Let's denote:
$$Q_k := (k,k+1)\times(k,k+1)$$ $$V_k :=(k,k+1)\times(-2k,-k)$$
let be $$F(x,y) = \sum_{k=1}^{+\infty} \frac{1}{x^2+y^2}(\mathbf{1}_{Q_k}(x,y)-\mathbf{1}_{V_k}(x,y))$$
Verify that $F$ is measurable and limited in $\mathbb{R^2}$ showing a lower and upper bound.

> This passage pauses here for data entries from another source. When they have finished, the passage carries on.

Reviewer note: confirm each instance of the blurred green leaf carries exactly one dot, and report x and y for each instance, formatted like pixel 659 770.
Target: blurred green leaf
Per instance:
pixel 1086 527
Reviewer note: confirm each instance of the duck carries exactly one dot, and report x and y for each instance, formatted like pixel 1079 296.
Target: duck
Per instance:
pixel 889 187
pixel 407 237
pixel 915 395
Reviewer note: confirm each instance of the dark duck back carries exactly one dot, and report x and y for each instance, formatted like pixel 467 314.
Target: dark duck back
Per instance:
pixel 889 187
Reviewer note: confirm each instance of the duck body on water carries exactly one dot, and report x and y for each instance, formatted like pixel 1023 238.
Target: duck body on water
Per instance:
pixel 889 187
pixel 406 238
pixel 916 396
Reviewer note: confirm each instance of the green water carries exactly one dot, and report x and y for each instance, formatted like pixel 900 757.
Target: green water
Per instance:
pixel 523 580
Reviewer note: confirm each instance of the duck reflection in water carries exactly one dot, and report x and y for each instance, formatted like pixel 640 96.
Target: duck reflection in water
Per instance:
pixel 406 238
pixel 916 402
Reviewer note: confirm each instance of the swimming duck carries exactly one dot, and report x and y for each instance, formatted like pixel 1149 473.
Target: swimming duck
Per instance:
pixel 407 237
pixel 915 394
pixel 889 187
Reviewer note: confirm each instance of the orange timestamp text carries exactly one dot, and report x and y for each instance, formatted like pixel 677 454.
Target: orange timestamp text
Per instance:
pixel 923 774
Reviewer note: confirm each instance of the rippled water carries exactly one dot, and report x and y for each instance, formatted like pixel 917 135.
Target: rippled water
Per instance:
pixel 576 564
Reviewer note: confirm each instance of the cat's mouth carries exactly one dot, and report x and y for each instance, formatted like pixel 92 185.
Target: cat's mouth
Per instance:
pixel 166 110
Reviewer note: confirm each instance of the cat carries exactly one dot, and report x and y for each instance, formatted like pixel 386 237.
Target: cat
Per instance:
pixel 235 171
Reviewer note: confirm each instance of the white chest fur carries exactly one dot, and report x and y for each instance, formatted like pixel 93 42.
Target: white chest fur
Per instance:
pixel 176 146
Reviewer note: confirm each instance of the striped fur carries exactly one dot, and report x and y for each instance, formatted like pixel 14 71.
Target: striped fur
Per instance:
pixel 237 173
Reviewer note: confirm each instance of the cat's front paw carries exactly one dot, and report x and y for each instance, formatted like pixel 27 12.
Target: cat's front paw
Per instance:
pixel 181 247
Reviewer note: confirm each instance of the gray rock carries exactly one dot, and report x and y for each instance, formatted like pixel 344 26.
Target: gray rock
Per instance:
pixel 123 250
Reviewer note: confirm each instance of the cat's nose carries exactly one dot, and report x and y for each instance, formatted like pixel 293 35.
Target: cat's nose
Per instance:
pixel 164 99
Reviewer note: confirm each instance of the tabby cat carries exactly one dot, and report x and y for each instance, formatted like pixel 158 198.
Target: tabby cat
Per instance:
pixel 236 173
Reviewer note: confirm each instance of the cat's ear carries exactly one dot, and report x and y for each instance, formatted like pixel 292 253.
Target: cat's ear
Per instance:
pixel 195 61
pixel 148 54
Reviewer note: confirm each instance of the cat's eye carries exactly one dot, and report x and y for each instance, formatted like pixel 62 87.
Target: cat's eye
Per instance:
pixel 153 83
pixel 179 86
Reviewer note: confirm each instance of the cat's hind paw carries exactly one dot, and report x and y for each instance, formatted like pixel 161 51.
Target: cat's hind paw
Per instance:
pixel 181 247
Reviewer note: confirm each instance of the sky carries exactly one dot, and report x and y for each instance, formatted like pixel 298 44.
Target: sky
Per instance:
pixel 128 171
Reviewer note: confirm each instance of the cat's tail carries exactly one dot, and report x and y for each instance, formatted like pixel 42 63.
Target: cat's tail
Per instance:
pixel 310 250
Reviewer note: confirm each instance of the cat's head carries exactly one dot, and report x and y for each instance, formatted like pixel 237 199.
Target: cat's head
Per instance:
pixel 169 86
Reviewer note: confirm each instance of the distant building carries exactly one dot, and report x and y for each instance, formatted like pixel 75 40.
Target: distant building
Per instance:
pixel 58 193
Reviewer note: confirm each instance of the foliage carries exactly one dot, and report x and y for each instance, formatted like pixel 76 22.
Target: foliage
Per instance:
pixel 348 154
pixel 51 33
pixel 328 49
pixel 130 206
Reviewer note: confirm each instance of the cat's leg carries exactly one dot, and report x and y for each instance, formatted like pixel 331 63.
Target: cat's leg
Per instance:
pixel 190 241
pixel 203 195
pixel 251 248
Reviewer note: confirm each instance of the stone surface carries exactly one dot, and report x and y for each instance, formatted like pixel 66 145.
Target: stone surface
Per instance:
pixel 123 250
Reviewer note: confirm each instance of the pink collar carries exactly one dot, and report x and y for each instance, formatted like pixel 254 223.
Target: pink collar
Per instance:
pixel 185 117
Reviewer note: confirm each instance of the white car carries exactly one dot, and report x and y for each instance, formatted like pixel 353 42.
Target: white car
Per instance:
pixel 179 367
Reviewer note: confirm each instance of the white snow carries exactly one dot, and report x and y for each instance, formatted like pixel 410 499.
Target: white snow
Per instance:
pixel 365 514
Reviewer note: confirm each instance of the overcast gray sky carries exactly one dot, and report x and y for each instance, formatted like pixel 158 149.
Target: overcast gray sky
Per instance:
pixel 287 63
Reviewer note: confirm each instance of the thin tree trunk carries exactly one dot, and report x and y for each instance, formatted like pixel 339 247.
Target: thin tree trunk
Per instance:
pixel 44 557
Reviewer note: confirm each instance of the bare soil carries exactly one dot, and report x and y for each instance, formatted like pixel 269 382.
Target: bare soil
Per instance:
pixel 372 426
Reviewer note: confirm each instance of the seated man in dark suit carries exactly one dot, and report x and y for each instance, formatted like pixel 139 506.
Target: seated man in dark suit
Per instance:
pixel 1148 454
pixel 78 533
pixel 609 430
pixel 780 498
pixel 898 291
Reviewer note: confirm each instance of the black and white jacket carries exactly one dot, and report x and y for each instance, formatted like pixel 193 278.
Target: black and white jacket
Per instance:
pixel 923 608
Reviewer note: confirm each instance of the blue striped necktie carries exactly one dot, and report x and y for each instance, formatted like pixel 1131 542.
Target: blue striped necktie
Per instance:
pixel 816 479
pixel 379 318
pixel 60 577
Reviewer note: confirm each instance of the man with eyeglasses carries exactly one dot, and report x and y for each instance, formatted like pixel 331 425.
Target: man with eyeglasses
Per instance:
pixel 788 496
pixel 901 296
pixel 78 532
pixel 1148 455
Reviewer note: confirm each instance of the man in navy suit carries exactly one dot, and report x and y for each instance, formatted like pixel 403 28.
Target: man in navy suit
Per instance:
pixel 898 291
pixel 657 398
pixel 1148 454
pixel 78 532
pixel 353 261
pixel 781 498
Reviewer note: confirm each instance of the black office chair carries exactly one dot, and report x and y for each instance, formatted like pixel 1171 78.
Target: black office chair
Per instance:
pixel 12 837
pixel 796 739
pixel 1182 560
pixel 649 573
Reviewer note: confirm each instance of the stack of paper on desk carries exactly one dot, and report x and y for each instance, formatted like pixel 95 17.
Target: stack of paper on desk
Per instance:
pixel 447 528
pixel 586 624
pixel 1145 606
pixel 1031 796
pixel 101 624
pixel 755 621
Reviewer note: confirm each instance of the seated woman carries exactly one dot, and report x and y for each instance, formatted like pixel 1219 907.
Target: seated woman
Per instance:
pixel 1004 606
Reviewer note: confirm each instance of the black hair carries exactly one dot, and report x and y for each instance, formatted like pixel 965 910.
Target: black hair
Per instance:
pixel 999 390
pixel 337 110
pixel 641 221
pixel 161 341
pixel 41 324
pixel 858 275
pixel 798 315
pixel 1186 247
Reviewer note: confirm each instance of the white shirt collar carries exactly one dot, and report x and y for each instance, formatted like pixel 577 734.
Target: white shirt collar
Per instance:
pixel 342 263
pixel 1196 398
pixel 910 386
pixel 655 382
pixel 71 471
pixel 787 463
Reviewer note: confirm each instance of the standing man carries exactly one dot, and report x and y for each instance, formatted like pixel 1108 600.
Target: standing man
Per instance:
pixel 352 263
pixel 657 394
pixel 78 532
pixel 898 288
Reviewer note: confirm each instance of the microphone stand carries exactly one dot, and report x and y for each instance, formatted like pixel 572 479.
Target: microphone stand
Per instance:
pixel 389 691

Denoted $H_+ := \{(x,y)\in \mathbb{R}^2 : y>0\} $ $H_- := \{(x,y)\in \mathbb{R}^2 : y<0\} $, establish whether $F\in L^1(H_+)$ and whether $ F\in L^1(H_-)$
Calculate, if it exist, $\int_{R^2} F(x,y)dxdy$
I'll post an answer given by a friend of mine on the main problem: the integration on $H_+$ or $H_-$
Let's consider $H_+$
$$\int_{H_+} F(x,y)dm = \sum_{k=1}^{\infty} \int_{Q_k} F(x,y)dm \le \sum_{k=1}^{\infty}\int_{k}^{k+1}\int_{k}^{k+1}\frac{1}{x^2+y^2}dxdy$$
Now, because $x \in (k,k+1)$,
$$ k < x \ \ \Rightarrow \ \ k^2 < x^2 \ \ \Rightarrow \ \ \ 2k^2<x^2 + y^2 \ \ \Rightarrow \ \ \frac{1}{x^2 + y^2} < \frac{1}{2k^2}$$
So we can conclude
$$\sum_{k=1}^{\infty}\int_{k}^{k+1}\int_{k}^{k+1}\frac{1}{x^2+y^2}dxdy < \sum_{k=1}^{\infty} \frac{1}{2k^2} < \infty$$